TODAY marks the 24-year anniversary of John Tate’s passing. A man once regarded as one the best heavyweights in the world is today all but forgotten.
Knoxville saved John Tate before it was the death of him. In 1975, when an amateur heavyweight from Memphis, he caught the eye of manager and trainer Ace Miller who told Tate that if he moved to Knoxville he’d turn him into a world heavyweight champion.
Tate won a bronze medal at the 1976 Olympics but the fanfare that greeted the professional arrival of teammates Ray Leonard, the Spinks brothers and Howard Davis Jnr was largely absent. A one-round KO loss to Teófilio Stevenson in the semi-finals perhaps not the ideal closing statement in Montreal.
At the beginning of 1979, he was unranked but impressive thrashings of Duane Bobick and Kallie Knoetzee soon followed. In October, he went to South Africa where 86,000 fans watched him outbox Gerrie Coetzee over 15 rounds to win the WBA heavyweight title that had been vacated by Muhammad Ali.
The division was looking for a new leader following the retirement of Ali, and Tate was determined to fill the void. A showdown with WBC ruler, Larry Holmes, was one of the best fights that could be made. A bout with the reportedly comebacking Ali was also being discussed by Tate’s promoter, Bob Arum.
If his rise to the top was quick, the demise was breakneck. In March 1980 he lost to the unfancied Mike Weaver, a desperate slug in the final minute of their 15-rounder sent Tate face-first and unconscious to the mat. Tate was well ahead on points at the time. It was a big upset and flipped the script for both.
“Everywhere I went, it tormented me the way I lost to him,” Tate said about being on the wrong end of a feel-good story. “I can’t forget about it. People won’t let me forget about it. It will always torment me.”
Another dramatic collapse followed when Trevor Berbick stopped him in nine. He would fight on sporadically against modest opposition until 1988, when Liverpool’s Noel Quarless edged him over 10 rounds in York Hall. Still only 33, Tate spoke of his five-year battle with cocaine addiction.
He claimed that he’d been suffering from sinus headaches “for months” in 1983. No medication worked, he said. Then a friend told him a quick snort of cocaine would do the trick. That sounds like a tall tale but it’s undisputable that the drug responsible for more nosebleeds than boxing in the Eighties soon became a fixture in Tate’s life.

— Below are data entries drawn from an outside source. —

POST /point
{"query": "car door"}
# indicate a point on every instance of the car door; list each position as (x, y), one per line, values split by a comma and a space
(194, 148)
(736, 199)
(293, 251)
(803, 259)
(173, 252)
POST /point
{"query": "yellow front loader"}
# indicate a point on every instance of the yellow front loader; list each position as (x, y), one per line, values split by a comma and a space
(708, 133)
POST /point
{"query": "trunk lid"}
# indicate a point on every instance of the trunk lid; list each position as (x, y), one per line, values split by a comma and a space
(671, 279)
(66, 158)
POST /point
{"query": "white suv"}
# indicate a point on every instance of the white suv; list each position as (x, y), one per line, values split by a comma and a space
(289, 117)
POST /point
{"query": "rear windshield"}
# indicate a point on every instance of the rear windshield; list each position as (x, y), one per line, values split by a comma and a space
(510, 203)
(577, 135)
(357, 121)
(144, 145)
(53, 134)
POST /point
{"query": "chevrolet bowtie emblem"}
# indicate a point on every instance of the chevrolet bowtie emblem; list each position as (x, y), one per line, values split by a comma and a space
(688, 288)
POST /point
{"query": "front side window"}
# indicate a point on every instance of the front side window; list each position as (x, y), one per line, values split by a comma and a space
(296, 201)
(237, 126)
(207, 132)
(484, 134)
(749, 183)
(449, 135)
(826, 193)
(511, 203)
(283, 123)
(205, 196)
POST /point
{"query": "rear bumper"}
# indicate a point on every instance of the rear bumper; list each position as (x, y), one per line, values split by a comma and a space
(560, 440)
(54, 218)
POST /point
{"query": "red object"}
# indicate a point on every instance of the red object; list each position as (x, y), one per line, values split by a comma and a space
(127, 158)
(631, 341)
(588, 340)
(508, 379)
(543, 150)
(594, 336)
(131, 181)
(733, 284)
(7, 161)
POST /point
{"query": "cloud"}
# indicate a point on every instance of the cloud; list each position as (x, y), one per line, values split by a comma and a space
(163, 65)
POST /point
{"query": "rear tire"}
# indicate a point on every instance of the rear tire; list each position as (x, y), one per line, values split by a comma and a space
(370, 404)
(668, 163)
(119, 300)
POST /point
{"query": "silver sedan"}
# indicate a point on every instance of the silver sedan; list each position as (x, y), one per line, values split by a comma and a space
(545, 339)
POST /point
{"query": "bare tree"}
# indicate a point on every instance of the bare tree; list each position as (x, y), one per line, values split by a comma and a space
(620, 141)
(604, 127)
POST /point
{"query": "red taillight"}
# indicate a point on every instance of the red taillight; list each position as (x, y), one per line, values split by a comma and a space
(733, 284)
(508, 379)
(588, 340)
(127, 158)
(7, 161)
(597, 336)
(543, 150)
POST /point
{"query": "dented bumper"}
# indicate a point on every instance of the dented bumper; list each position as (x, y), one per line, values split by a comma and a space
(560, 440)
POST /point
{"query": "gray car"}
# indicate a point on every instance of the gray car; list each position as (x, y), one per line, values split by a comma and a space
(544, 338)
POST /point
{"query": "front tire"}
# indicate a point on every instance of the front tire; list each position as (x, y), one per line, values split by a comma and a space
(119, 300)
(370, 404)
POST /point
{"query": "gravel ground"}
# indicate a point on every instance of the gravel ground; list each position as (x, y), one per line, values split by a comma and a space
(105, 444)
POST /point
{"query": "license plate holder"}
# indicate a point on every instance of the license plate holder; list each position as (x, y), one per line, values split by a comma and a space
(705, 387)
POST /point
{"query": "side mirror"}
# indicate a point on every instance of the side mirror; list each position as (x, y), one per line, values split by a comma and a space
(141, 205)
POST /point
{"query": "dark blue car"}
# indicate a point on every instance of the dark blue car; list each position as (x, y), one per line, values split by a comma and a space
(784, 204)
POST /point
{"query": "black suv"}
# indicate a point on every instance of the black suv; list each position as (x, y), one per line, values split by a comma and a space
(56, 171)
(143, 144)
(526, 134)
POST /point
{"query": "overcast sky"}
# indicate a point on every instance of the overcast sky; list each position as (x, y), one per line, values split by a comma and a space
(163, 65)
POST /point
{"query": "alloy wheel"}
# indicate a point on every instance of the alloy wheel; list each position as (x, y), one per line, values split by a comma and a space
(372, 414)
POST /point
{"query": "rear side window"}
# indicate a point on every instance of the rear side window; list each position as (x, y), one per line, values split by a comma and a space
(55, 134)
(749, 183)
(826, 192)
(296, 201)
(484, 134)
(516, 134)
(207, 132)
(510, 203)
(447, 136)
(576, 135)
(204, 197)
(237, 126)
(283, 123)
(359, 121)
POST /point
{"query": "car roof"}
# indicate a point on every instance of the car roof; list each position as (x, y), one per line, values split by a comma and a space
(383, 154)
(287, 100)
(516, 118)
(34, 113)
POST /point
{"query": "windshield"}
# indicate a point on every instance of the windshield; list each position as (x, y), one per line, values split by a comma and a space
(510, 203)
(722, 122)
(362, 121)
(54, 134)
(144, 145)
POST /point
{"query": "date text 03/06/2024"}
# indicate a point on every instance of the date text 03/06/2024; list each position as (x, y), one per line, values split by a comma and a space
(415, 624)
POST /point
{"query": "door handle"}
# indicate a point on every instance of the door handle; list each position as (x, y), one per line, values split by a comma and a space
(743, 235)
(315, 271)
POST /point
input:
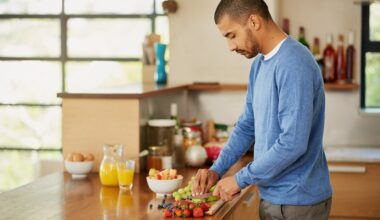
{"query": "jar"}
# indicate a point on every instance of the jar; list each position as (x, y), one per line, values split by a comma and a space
(161, 132)
(221, 133)
(160, 157)
(108, 169)
(193, 133)
(191, 138)
(179, 154)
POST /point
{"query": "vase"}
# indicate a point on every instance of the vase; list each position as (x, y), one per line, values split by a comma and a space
(160, 75)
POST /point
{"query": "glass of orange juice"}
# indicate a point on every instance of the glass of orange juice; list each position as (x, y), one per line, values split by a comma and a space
(125, 174)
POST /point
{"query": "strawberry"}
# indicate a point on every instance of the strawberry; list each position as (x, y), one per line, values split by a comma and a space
(198, 212)
(178, 212)
(191, 205)
(187, 213)
(205, 206)
(167, 213)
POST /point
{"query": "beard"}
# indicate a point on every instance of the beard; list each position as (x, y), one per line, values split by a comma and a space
(252, 45)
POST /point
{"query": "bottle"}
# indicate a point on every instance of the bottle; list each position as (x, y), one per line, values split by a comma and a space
(285, 25)
(329, 61)
(350, 52)
(108, 170)
(174, 116)
(340, 62)
(301, 37)
(316, 49)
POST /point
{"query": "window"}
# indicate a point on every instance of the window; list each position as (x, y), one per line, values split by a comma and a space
(52, 46)
(370, 57)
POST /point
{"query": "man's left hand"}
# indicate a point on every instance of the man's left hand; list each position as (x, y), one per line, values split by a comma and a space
(226, 188)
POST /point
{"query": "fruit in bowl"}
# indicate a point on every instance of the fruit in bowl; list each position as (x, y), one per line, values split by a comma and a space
(78, 165)
(164, 182)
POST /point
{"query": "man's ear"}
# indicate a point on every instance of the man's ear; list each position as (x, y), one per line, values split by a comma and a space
(254, 22)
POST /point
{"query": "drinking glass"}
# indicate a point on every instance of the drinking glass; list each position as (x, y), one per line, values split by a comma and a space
(125, 173)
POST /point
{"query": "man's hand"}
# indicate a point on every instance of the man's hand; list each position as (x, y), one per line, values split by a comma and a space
(204, 180)
(226, 188)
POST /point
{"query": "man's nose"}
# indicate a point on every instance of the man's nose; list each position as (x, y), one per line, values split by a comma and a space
(232, 46)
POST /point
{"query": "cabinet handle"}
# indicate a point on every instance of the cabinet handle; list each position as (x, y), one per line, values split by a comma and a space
(346, 169)
(249, 198)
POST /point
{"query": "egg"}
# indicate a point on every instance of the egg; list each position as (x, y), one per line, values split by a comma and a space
(89, 157)
(78, 157)
(196, 156)
(69, 157)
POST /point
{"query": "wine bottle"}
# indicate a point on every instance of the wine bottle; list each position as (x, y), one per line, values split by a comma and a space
(329, 74)
(301, 37)
(350, 52)
(340, 62)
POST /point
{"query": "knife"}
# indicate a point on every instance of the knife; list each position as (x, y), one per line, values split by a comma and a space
(203, 196)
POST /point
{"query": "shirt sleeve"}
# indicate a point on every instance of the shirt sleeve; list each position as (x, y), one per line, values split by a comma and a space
(295, 113)
(242, 137)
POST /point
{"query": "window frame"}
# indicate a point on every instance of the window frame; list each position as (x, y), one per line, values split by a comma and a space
(63, 57)
(366, 46)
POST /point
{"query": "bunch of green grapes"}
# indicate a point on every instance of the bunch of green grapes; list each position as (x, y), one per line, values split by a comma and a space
(184, 193)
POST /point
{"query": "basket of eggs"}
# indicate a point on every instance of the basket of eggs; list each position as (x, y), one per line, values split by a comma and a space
(79, 165)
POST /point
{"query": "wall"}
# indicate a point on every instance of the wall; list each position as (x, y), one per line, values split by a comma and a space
(199, 53)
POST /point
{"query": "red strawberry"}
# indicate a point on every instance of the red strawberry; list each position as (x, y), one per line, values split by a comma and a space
(191, 205)
(205, 206)
(178, 212)
(198, 212)
(187, 213)
(167, 213)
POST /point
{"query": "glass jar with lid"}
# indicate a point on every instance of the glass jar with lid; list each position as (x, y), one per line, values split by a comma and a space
(160, 157)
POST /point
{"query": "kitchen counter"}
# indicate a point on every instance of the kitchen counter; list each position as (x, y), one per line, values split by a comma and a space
(353, 154)
(58, 196)
(137, 91)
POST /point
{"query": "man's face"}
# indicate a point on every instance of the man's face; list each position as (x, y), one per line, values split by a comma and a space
(239, 35)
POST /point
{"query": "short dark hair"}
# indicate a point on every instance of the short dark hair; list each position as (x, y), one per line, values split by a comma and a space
(241, 9)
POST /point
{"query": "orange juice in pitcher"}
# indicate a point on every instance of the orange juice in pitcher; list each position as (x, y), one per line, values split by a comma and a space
(108, 168)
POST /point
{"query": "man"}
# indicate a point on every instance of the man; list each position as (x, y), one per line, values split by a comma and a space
(283, 116)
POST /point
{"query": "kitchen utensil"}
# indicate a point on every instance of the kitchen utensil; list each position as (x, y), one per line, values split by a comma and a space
(79, 170)
(196, 156)
(164, 187)
(202, 196)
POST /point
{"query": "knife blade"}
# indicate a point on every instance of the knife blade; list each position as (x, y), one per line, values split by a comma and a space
(203, 196)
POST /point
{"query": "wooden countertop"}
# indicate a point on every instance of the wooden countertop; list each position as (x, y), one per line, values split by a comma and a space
(137, 91)
(58, 196)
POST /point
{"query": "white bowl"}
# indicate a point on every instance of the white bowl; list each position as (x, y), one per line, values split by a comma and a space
(164, 187)
(79, 170)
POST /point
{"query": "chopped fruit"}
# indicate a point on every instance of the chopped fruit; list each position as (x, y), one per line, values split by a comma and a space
(168, 174)
(172, 173)
(178, 212)
(198, 212)
(187, 213)
(167, 213)
(204, 206)
(191, 205)
(152, 172)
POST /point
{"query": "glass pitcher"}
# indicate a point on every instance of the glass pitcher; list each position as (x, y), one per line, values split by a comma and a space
(112, 153)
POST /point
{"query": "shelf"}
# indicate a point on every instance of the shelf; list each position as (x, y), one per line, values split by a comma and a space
(217, 86)
(342, 86)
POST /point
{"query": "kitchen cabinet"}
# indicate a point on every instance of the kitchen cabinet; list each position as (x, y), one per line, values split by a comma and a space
(247, 207)
(119, 115)
(356, 190)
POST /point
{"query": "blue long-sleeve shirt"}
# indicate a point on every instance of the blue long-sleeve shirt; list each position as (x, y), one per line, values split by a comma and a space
(284, 118)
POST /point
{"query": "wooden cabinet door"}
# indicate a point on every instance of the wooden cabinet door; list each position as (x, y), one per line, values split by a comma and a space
(356, 189)
(248, 207)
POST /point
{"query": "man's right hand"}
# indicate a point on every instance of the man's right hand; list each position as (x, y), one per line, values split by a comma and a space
(204, 180)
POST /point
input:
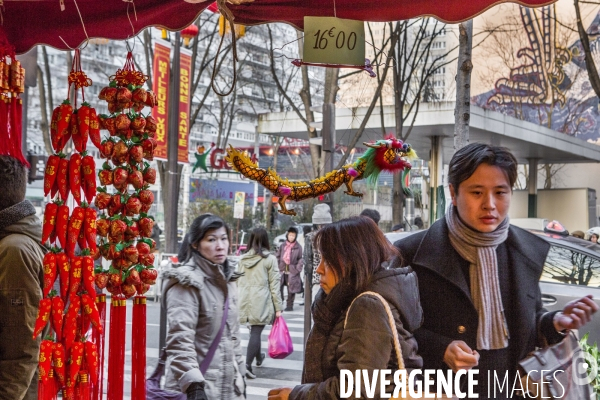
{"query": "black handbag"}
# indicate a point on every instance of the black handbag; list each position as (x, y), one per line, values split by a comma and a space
(557, 372)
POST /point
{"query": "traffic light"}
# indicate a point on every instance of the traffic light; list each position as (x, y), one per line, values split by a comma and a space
(37, 164)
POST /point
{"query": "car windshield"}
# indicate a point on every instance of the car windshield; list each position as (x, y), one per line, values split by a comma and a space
(569, 265)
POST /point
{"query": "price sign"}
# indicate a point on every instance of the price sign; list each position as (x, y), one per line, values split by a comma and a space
(329, 40)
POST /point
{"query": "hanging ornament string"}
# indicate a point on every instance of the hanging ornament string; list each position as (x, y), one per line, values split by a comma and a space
(128, 75)
(77, 77)
(228, 15)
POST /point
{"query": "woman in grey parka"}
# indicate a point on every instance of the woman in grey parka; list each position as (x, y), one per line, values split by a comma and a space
(195, 294)
(260, 301)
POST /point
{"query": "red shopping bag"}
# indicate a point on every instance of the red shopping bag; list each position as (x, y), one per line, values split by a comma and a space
(280, 342)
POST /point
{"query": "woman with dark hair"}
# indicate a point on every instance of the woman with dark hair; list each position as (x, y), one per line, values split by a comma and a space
(289, 256)
(352, 328)
(259, 302)
(200, 295)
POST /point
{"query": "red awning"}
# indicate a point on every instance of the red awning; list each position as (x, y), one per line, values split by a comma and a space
(28, 23)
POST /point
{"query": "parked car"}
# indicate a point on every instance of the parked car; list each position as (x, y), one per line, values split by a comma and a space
(393, 237)
(571, 271)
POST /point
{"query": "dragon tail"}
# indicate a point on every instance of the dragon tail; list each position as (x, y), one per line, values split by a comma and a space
(240, 162)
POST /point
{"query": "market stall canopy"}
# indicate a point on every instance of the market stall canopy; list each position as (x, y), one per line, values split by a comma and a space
(31, 22)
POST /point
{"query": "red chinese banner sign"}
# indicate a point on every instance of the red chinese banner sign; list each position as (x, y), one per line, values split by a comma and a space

“I got to wondering how it would make me feel if I didn’t have a headache,” he told the Knoxville Journal. “A month after I started taking it I bought some for myself. I was hooked.”
Between 1983 and 1988, Tate estimated that he spent around $400,000 on his habit, including a $18,000 Rolex watch that he exchanged for a pound of the drug. Tate, who could not read or write, lost control of his estate. In 1985, his wife Claudia checked him into a drug and rehabilitation centre.
His relationship with Ace Miller ended. “We were doing well, even after the losses to Weaver and Berbick, then outside influences got involved,” Ace said. “He was no longer the man I knew and seeing him like that broke my heart.”
Tate said: “When I was doing drugs it was like I was locking myself in jail. I threw away the key. All I thought about was a way to buy the stuff.”
The loss to Quarless officially ended Tate’s 34-3 (23) career. His property was auctioned in 1989 in an effort to pay his debts. He parked cars, emptied trash, worked as a bouncer and even begged for money on the streets. In the final years of his life he was in and out of prison for violating probation.
Hours before he died he was spotted outside a bar in Knoxville. “He was happy and dancing to the music on the streets,” said a friend. “He was such a kind and loveable man. He gave me a hug and said goodbye.”
At 3am on April 9, 1998, 43-year-old John Tate crashed his pickup truck into a lamppost. He had suffered from a stroke and had a brain tumour. He was pronounced dead on the scene, one mile from where he trained to win his heavyweight title.